I was in troubles to convert big xlsx files in PHP because there is no such a library that could make it as good as possible. What I’ve found out were libraries that could manage xls / xlsx files but it took a lot of time and performance was horrible.
So, not spending too much time to think about it I’ve figured out to leave PHP and try to make it in Python. What I wanted to achive was converting xls files into csv and handle it in PHP.

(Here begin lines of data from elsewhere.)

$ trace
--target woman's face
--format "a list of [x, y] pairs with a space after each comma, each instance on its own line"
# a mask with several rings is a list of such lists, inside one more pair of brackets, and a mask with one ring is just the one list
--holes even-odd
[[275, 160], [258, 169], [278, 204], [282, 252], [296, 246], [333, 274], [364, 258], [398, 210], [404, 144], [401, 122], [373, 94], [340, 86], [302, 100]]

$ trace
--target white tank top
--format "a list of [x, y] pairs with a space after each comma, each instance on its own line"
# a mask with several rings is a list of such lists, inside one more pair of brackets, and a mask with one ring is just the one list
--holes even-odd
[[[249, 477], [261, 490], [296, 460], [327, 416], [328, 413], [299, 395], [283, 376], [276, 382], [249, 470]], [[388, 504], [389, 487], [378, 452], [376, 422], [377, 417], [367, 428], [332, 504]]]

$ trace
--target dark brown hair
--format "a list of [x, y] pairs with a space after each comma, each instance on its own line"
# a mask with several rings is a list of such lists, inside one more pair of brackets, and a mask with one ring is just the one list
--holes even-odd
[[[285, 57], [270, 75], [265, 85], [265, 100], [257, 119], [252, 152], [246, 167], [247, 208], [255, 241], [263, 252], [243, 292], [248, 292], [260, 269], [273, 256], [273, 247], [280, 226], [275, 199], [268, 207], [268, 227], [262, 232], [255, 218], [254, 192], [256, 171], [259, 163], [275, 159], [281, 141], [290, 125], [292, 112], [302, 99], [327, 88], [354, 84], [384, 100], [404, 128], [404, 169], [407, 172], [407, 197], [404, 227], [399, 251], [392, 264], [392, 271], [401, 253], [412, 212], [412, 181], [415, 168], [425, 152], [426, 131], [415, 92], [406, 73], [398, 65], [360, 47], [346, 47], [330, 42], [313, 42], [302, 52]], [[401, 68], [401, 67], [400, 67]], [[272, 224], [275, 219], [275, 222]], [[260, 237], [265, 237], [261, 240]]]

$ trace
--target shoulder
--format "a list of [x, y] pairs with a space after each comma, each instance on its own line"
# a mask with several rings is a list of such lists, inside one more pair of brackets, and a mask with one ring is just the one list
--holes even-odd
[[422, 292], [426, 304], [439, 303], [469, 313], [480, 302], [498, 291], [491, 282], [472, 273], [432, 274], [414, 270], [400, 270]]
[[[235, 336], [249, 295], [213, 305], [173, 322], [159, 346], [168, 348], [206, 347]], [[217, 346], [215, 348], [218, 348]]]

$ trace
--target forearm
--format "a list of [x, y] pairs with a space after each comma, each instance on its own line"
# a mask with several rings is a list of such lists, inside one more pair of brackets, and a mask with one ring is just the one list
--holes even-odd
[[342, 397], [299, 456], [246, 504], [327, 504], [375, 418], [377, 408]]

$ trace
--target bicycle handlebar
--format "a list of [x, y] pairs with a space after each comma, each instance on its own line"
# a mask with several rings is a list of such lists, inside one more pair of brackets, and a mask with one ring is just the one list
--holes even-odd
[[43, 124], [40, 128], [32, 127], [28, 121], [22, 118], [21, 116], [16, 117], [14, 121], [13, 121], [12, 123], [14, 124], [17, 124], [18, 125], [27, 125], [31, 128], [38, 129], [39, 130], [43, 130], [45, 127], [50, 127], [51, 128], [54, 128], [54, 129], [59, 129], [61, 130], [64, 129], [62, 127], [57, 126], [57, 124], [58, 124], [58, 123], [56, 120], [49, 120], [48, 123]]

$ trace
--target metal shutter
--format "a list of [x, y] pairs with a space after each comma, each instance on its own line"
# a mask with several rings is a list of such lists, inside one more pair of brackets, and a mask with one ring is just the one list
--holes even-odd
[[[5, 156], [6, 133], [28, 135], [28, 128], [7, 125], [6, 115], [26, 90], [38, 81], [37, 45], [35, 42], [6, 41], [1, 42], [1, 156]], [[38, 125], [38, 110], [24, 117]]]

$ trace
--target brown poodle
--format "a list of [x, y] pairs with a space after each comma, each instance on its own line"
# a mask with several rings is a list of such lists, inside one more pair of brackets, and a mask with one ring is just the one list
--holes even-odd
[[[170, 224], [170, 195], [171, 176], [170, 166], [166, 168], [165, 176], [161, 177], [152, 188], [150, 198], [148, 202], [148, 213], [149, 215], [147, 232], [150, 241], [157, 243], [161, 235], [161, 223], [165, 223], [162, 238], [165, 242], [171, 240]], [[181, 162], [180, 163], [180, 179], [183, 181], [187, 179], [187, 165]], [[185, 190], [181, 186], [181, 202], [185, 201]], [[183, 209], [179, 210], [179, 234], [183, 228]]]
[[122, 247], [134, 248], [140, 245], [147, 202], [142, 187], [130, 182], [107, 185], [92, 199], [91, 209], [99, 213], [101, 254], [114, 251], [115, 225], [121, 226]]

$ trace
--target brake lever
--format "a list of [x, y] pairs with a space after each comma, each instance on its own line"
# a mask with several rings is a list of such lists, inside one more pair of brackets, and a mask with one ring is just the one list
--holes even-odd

In Python we got xlrd library that enables us to make this “crazy” thing. Here it is: https://pypi.python.org/pypi/xlrd. You can install it using pip, such like:
1 |
$ pip install xlrd |
But for my case it was better to use VirtualENV which is better solution when someday you’d like to move your software somewhere and you forgot about installing all those stuff. However, each way you chose would be fine till it’s working.
After installing required items all you need is to run the script that converts xls into csv. I have already written simple script that can make it. Please find code below and save it to your local system setting the proper permissions right (chmod +x filename).
convert_xls.py
1 2 3 4 5 6 7 8 9 10 11 12 13 14 15 16 17 18 19 20 21 22 23 24 25 26 27 28 29 30 31 32 33 34 35 36 37 38 39 40 41 42 43 44 45 46 47 48 49 50 51 52 53 54 55 56 57 58 59 60 61 62 |
import logging import time import traceback import xlrd import csv import sys import re logging.basicConfig(level=logging.INFO, format='%(asctime)s %(message)s') def csv_from_excel(): xls = sys.argv[1] target = sys.argv[2] logging.info("Start converting: From '" + xls + "' to '" + target + "'. ") try: start_time = time.time() wb = xlrd.open_workbook(xls) sh = wb.sheet_by_index(0) csvFile = open(target, 'wb') wr = csv.writer(csvFile, quoting=csv.QUOTE_ALL) for row in xrange(sh.nrows): rowValues = sh.row_values(row) newValues = [] for s in rowValues: if isinstance(s, unicode): strValue = (str(s.encode("utf-8"))) else: strValue = (str(s)) isInt = bool(re.match("^([0-9]+)\.0$", strValue)) if isInt: strValue = int(float(strValue)) else: isFloat = bool(re.match("^([0-9]+)\.([0-9]+)$", strValue)) isLong = bool(re.match("^([0-9]+)\.([0-9]+)e\+([0-9]+)$", strValue)) if isFloat: strValue = float(strValue) if isLong: strValue = int(float(strValue)) newValues.append(strValue) wr.writerow(newValues) csvFile.close() logging.info("Finished in %s seconds", time.time() - start_time) except Exception as e: print (str(e) + " " + traceback.format_exc()) csv_from_excel() |
If you have a python script created in your local filesystem the next step would be manage it from PHP. And this is most simplest solution. Using exec, system, or shell_exec solves the problem.
1 2 3 |
<?php exec(‘/usr/bin/python convert_xls.py input.xls out.csv’); ?> |
OR in command line.
1 |
$ /usr/bin/python convert_xls.py input.xls out.csv |
I know that solution is not really clean but it works. To have it more elegant I would suggest to create some kind of service in Python that handles it in a good way. I will think about it …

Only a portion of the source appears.